Berangkat dari pernyataan Muhammadiyah di atas menggambarkan sifat-sifat Allah yang diakuinya sebagai berikut (PP Muhammadiyah Majlis Tarjih, 2013: 13-14):
1.al-wujud (ada), 2. al-qidam (awal tanpa permulaan), 3. al-baqa’, (akhir tanpa ujung), 4. mukhalafah li al-hawadits (tiada sesuatupun yang menyamainya), 5. al-wahdaniyah (esa), 6. al-hayah (hidup), 7. qiyamuhu bi nafsih (berdiri sendiri), 8. al-sam’ (mendengar), 9. al-bashar (melihat), 10. al-qudrah (berkuasa), 11. al-iradah (berkehendak), 12. al-'ilm (mengetahui), dan 13. al-kalam (berfirman).

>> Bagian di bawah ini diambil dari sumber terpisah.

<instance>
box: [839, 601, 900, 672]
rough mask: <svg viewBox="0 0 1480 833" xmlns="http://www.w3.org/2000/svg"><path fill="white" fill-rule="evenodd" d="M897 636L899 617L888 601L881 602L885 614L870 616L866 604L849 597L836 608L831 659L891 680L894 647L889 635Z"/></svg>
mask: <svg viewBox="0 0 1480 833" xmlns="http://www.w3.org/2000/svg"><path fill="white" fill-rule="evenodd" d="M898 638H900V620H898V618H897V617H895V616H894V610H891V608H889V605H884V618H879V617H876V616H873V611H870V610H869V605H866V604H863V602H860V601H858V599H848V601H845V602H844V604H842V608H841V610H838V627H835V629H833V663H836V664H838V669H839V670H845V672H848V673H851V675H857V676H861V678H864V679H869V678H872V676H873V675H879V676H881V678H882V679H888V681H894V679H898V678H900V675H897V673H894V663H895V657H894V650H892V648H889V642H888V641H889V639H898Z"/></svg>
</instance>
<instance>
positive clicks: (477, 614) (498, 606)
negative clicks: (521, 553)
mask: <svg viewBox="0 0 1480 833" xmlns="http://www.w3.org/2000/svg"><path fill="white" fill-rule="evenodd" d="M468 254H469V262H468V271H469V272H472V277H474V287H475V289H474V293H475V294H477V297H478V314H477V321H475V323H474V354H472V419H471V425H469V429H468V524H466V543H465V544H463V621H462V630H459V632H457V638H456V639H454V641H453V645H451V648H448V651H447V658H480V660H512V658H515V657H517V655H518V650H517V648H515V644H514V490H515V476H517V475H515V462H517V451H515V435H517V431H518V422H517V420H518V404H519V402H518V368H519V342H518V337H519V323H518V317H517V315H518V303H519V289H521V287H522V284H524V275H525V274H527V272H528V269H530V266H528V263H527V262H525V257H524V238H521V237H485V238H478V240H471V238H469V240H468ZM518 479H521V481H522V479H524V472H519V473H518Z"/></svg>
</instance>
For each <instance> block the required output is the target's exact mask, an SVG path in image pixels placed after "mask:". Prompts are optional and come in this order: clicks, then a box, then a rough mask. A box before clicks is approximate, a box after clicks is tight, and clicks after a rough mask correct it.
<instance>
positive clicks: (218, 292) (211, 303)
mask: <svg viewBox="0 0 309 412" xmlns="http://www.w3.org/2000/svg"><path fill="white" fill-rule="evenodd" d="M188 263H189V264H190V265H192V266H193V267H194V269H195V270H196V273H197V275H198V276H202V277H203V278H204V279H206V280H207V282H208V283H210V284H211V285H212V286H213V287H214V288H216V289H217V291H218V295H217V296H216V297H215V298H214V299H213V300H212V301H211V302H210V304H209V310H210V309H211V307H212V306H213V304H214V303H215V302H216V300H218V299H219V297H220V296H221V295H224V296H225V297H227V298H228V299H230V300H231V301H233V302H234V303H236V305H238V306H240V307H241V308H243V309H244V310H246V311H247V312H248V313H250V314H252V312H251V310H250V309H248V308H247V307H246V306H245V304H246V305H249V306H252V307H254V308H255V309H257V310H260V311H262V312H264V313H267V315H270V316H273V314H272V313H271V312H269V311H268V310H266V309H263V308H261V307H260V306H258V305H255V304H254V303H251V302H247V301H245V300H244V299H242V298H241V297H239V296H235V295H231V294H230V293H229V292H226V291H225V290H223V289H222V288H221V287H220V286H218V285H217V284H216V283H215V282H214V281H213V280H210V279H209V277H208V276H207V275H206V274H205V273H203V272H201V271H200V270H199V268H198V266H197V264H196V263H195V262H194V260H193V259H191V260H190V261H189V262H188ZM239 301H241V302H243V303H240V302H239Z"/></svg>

Pernyataan dalam buku Himpunan Putusan Tarjih di atas menunjukkan sifat Allah yang ketiga belas tidak ada penjelasan lebih lanjut. Namun, dari bahan pelajaran yang diberikan di sekolah-sekolah Muhammadiyah yang ditetapkan berdasarkan Rapat Kerja Pendidikan Muhammadiyah Wilayah Daerah Khusus Ibukota Jakarta, disusun berdasarkan buku Himpunan Putusan Tarjih tampak dalam buku ini, sifat-sifat bagi Allah diuraikan sccara terinci dimulai dari sifat pertama, wujud, sampai dengan sifat ketigabelas, al-kalam (Majid at.al., 1984:74-101). Perumusan sifat yang demikian jelas menggambarkan paham Asy’ariah yang mengelaborasi tentang sifat- sifat Allah.
Meski Muhammadiyah mengambil paham Asy’ariah, tetapi kelihatannya ia tidak membahas mengenai hubungan sifat dan dzat Allah. Dari itu tidak diketahui bagaimana pendapat mereka dalam hal ini, apakah sifat Allah bersifat kekal sama halnya dengan dzat, atau ia merupakan 'ain dzat. Pembicaraan yang demikian kelihatannya memang dihindari oleh Muhammadiyah, karena masalah tersebut menurut mereka termasuk dalam lingkup pembahasan yang tidak terjangkau oleh akal, seperti yang disebutkan dalam buku Himpunan Putusan Tarjih sebagai berikut (PP Muhammadiyah Majlis Tarjih, 2013:14):
Allah tidak menyuruh kita membicarakan hal-hal yang tidak tercapai akal dalam hal kepercayaan (16). Sebab akal manusia tidak mungkin mencapai pengertian tentang Dzat Allah dan hubungannya dengan sifat-sifat yang ada pada-Nya. Maka janganlah engkau bicarakan hal itu (17). “Tak ada kesangsian tentang adanya. Adakah orang ragu tentang Allah yang menciptakan langit dan bumi? (Surah Ibrahim /14:10).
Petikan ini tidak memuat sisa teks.